Modern broadband wireless access technologies, such as the Universal Mobile Telecommunication System (UMTS), High Speed Packet Access (HSPA), Long Term Evolution (LTE), and so on, rely on the reuse of a finite number of codes, which are used by mobile devices to differentiate signals originating from different base stations in a network. These codes, such as 3G scrambling codes or 4G PCI codes, are reused multiple times across wide area networks, often with the same code being allocated to multiple base stations in the networks.

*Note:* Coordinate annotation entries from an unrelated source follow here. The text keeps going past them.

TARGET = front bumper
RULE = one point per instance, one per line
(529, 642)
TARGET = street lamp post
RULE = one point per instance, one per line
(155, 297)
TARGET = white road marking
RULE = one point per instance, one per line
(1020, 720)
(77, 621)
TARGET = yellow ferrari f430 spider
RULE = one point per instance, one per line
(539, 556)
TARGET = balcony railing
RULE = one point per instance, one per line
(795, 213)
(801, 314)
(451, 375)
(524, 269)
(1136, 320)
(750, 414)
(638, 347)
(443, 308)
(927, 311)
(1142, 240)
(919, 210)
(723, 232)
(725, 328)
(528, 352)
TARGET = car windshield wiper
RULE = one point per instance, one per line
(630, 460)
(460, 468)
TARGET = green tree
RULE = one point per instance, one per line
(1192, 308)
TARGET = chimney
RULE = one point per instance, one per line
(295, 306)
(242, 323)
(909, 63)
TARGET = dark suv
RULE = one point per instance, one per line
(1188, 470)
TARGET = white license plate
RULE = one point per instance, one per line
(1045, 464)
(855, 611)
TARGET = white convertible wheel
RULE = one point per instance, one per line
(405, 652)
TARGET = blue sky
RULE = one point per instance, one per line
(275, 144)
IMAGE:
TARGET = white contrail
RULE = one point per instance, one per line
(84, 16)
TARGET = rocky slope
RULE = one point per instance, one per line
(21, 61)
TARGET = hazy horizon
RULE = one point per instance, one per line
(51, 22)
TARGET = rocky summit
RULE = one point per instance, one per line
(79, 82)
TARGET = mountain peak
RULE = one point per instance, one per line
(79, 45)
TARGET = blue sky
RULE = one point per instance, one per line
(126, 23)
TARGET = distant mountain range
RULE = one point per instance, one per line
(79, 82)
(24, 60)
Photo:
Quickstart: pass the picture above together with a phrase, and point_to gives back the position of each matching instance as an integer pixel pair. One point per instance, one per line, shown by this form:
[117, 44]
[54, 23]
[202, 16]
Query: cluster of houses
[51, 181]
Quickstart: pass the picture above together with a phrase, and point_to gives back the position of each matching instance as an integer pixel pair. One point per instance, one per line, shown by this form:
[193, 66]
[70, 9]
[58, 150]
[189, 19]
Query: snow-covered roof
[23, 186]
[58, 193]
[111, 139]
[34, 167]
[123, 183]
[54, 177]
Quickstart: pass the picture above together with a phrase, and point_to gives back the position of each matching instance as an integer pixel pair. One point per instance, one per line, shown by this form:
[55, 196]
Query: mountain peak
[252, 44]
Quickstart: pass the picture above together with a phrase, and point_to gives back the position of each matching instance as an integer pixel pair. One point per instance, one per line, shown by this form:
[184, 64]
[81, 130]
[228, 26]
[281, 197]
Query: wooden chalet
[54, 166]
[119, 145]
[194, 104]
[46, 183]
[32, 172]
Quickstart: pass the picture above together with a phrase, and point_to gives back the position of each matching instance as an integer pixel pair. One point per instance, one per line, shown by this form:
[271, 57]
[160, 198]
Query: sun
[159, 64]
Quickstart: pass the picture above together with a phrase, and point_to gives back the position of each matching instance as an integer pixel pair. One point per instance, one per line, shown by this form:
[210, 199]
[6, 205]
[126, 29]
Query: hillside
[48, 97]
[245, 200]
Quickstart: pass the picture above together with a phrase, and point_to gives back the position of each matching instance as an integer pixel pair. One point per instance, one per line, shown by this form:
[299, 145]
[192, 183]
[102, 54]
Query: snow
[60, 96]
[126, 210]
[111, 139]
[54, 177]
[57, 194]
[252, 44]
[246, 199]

Because multiple cells in a network often share a single code (e.g., a single code is reused across multiple cells), uncertainty may arise as to which cell is an actual transmitter of the code when a wireless device detects the code (e.g., via a signal strength measurement or signal quality measurement associated with the code). This uncertainty leads to ambiguity within the network, which can degrade the performance of automated network processes performed within the network. For example, Automated Neighbor Relations (ANR) management processes may receive ambiguous or uncertain cell identification information as input information into running ANR processes, leading to sub-optimal provisioning of cells within the network, among other drawbacks.